Jim lernte Deutsch, er war in einer elegant behaglichen Stellung zurückgelehnt und hatte die Füße gegen das Schreibpult gestemmt. Elmer lag quer über dem Bett und stellte Untersuchungen darüber an, ob ihm das Blut zu Kopf steigen würde, wenn er diesen an der Seite herunterhängen ließ. Das tat es, immer.

»Ach, Herr Gott, gehen wir doch weg und machen wir irgendwas!« stöhnte er.

»Nichts los, gar keinen Sinn«, sagte Jim.

»Gehn wir nach Cato hinüber, besuchen wir die Mädels und saufen wir uns einen an.«

Da Kansas durch Staatsprohibition trocken war, lag die nächste Zuflucht in Cato, Missouri, in einer Entfernung von siebzehn Meilen.

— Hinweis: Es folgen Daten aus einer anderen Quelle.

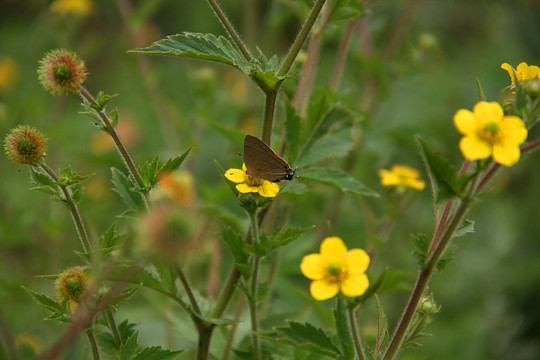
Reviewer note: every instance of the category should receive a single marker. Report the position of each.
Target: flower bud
(71, 284)
(24, 145)
(62, 72)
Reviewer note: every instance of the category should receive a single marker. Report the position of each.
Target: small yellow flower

Jim kratzte sich mit einer Buchecke am Kopf und stimmte zu:

»Ja, das ist eine glänzende Idee. Hast du Geld?«

»Am achtundzwanzigsten? Verdammt noch einmal, wo sollt' ich vor dem Ersten Geld herkriegen?«

»Höllenhund, du bist eine der größten Verstandesleuchten, die ich kenne, du wirst eine große Nummer als Jurist sein. Abgesehen davon, daß wir beide kein Geld haben und ich morgen ins Deutsche steigen muß, ist das ein großartiges Projekt.«

»Ach, na ja –« seufzte der plumpe Elmer, schwach wie ein krankes Kätzchen; er lag da und wälzte das ungeheure Problem.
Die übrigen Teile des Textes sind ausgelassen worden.